俺はゴブリンに復讐する


ここはダンジョンの第三層。

その道中で、俺はラーシェと歩いている。


「なあラーシェ、このあと帰らないでゴブリン狩りしてもいいか?この体の試運転をしたいんだけど。」


『いいよ。あとね、さっきあるじがスライムを沢山テイムした時に、【酸弾】が使えるようになったんだ。あるじも使えるか確かめてくれない?』


「【酸弾】ねえ。」


何となく壁に手を向けると、手の平から勢いよく黄色い液体が射出され、その液体を被った壁がシュウシュウと音を立てて溶け出していく。もくもくと沸き上がる煙の臭いは、物が溶けたとき特有の臭さを感じさせていて、不快な気分になりそうだ。


「うわあ、俺のスキルがどんどん人外じみてきてるよ。もっとマシなスキルは無いのかよ?」


―――ィィン。


ん?

突如聞こえてきた音を拾おうとして耳を澄ますと、ラーシェがヨジヨジと俺の体をよじ登ってきて、耳元で囁いた。


『この先で人間とゴブリンが戦ってるみたいだよ。ボクは遠くからでも見えるけど、あるじは見えないでしょ?ボクのスキルの中に【索敵】っていうスキルがあるから、使ってみるといいよ。
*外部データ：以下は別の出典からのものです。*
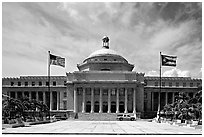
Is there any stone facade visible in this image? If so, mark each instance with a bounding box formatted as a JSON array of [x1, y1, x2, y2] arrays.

すぐに分かるから。』


「【索敵】な。了解了解。」


周囲を岩の壁に包まれているだけの簡素なダンジョン内部だが、それ故音がよく響く。よーく目を凝らすと、人間とゴブリンが戦っているのがぼんやりと見えてきて、それに合わせて微かに剣戟の音が耳に届いてきた。


状況をしっかりと把握するために【索敵】を使うと、一歩を踏み出すたびに自分を取り巻く周囲の動きがゆっくりになっていき、それと比例するかのように、俺の動きが速くなっていく感覚に陥る。自分と世界が隔絶してしまいそうな、そんな曖昧な思考回路の中で、俺の視界がはっきりと戦いの様子を捉え、俺の耳が地面を伝わる足音すらをも拾い上げる。


「くそっ!数が多すぎるだろ、そっちはまだ保つか?!」


「分からない、あと少しなら!!」


「やべっ!こっちが抜けられた!!後衛陣気を付けろ!!」


聞こえた音によると、人間の数は全部で六人だ。その内前衛として防衛線を張っているのが三人で、残りの三人は防衛線の内側から魔法で応戦していたようだが、いかんせんゴブリンが多すぎる。総勢二十七匹で襲い掛かってきたら、初層を探索するような冒険者では抑えられないだろう。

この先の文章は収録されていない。